L’intervento è scattato nella zona della stazione della metropolitana Brescia Due dopo una chiamata al numero unico di emergenza 112.

L’EPISODIO

Secondo quanto ricostruito dagli agenti, il proprietario del monopattino avrebbe riconosciuto in strada la persona che riteneva responsabile della sottrazione del mezzo. Avvicinatosi per chiedere spiegazioni, sarebbe stato minacciato con un coltello.

La vittima ha riferito ai poliziotti che alcuni giorni prima il fratello aveva consegnato il monopattino al 29enne, il quale aveva chiesto di utilizzarlo per una commissione senza poi restituirlo.

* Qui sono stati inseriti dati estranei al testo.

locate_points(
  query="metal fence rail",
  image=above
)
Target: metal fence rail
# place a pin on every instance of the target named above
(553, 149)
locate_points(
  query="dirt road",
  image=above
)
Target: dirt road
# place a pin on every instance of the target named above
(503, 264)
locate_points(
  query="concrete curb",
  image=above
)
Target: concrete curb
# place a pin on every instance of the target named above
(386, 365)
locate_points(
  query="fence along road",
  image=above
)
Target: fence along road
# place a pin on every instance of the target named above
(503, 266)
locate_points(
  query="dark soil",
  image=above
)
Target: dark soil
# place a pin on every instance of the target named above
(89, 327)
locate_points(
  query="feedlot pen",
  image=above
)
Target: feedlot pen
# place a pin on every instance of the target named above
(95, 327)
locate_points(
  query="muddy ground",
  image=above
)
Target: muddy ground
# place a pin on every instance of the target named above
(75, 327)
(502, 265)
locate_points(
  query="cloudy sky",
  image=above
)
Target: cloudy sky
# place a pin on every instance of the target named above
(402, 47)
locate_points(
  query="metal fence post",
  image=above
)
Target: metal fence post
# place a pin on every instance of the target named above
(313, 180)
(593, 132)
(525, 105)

L’uomo è stato successivamente individuato nei pressi di un bivacco in via Cefalonia, dove è stato raggiunto dalle Volanti.

L’INTERVENTO

Al momento del controllo il 29enne avrebbe opposto resistenza agli agenti nel tentativo di sottrarsi all’identificazione. Dopo essere stato bloccato è stato accompagnato in Questura.

Secondo quanto riferito dalla Polizia, anche negli uffici di via Botticelli avrebbe mantenuto un atteggiamento aggressivo, arrivando a minacciare e colpire gli operatori intervenuti.

Gli agenti lo hanno inoltre riconosciuto come la stessa persona denunciata nella mattinata per un episodio avvenuto in un esercizio commerciale di via Corfù. In quell’occasione era stato trovato in possesso di un coltello a serramanico, poi sequestrato.

Al termine degli accertamenti è stato arrestato e messo a disposizione dell’autorità giudiziaria.

L’ESPULSIONE

Il 29enne, senza fissa dimora e titolare dello status di asilo politico, risulta avere precedenti e condanne per diversi reati.

Il questore di Brescia, Paolo Sartori, ha chiesto alla competente Commissione Territoriale per i Rifugiati la revoca dello status di protezione internazionale. In caso di accoglimento della richiesta, potrà essere avviata la procedura per l’espulsione dal territorio nazionale.